-Bilmiyorum. Ne düşünüyorsun?
-Düşünüyorum ki, annemle babam için yaşamak kolay! Babam altmış yaşında, gene de uğraşıyor, "çok yüzeysel" çarelerden söz ediyor, insanları iyi etmeye kalkışıyor, köylülere iyilik ediyor, kafayı çekiyor.. yani senin anlayacağın, yaşıyor!

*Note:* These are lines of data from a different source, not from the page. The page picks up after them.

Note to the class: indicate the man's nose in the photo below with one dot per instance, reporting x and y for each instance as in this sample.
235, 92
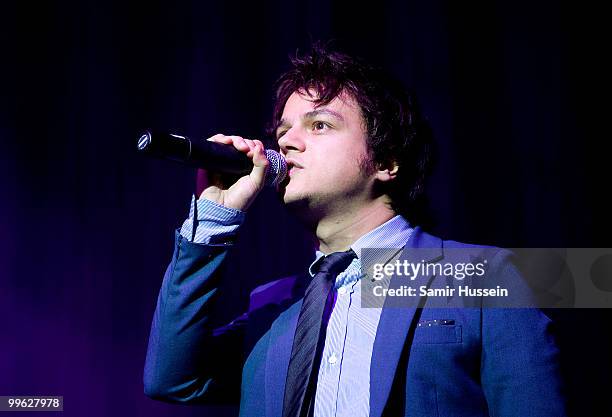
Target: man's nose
291, 141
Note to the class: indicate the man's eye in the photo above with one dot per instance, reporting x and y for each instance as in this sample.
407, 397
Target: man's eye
319, 125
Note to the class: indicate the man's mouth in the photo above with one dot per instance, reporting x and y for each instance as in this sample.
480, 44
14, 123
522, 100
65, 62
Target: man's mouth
293, 166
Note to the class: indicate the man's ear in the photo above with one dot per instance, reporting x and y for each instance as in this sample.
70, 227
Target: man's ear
388, 172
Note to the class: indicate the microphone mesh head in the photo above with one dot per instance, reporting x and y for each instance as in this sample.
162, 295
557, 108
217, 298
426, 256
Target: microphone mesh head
277, 170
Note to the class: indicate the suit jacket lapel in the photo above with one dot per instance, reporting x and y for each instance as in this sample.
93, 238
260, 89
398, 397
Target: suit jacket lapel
394, 325
282, 333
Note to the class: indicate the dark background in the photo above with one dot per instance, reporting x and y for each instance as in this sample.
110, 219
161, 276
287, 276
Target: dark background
515, 92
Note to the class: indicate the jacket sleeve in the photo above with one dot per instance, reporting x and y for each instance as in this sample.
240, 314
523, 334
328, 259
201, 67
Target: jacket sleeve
187, 361
520, 360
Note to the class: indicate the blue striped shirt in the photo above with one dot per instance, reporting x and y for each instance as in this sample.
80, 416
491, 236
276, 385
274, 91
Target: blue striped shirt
343, 386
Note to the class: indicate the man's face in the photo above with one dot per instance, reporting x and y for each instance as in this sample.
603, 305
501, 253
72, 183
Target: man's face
325, 149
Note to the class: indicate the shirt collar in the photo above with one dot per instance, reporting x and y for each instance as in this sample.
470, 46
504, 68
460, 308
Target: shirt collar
394, 233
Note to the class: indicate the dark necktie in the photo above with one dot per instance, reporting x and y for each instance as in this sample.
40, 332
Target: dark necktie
299, 387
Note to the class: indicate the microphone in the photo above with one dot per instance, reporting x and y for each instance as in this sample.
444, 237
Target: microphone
209, 155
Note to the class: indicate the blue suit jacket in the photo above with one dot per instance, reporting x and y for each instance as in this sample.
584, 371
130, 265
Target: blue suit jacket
498, 362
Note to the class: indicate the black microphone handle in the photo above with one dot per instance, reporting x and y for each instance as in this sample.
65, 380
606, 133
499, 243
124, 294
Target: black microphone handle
196, 153
209, 155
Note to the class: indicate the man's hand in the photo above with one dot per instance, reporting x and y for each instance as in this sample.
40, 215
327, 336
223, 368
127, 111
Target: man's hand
238, 193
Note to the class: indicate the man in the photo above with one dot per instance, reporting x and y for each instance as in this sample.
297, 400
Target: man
358, 152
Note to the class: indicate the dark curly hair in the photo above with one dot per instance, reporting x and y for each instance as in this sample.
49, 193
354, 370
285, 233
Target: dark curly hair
396, 131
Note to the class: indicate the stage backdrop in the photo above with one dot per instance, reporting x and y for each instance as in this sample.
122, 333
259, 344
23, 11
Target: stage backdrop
512, 89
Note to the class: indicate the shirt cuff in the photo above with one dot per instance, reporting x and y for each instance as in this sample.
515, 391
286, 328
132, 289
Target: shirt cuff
211, 223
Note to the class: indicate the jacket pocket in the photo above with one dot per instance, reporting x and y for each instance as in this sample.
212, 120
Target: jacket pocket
437, 334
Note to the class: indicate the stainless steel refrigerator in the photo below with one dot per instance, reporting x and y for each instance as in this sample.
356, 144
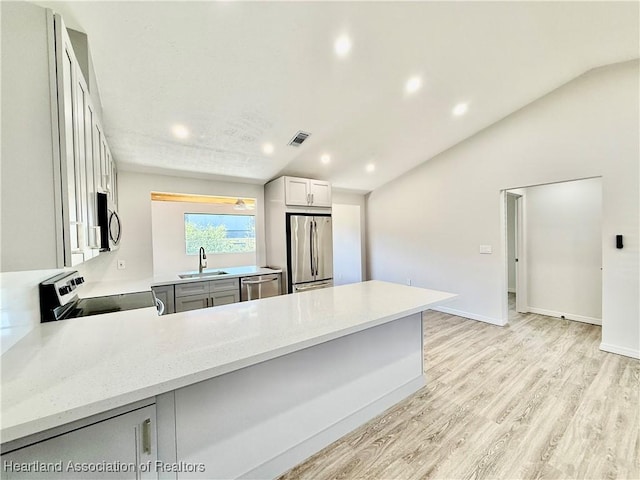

Annemin de durumu iyi: Bütün günü çeşit çeşit işlerle doludur; ahlarla, vahlarla, uğraşır durur, başını kaşıyacak zaman bulamaz. Ben ise...
-Sen ise?
-Ben ise düşünüyorum. İşte burada saman yığınının yanında yatıyorum... Vucudumun kapladığı daracık yer, geriye kalan boşluğun, benim bulunmadığım,benimle hiçbir ilgisi olmayan boşluğun yanında o kadar küçük kalıyor ki! Yaşayabileceğim süre de, benden önce var olan, benden sonra da sürecek olan sonsuzlukla ölçülünce o kadar önemsiz ki! Öyleyken, bu atomun, bu matematik noktanın içinde kan dolaşıyor, beyin çalışıyor, istekler doğuyor... Ne saçmalık! Ne boş şeyler!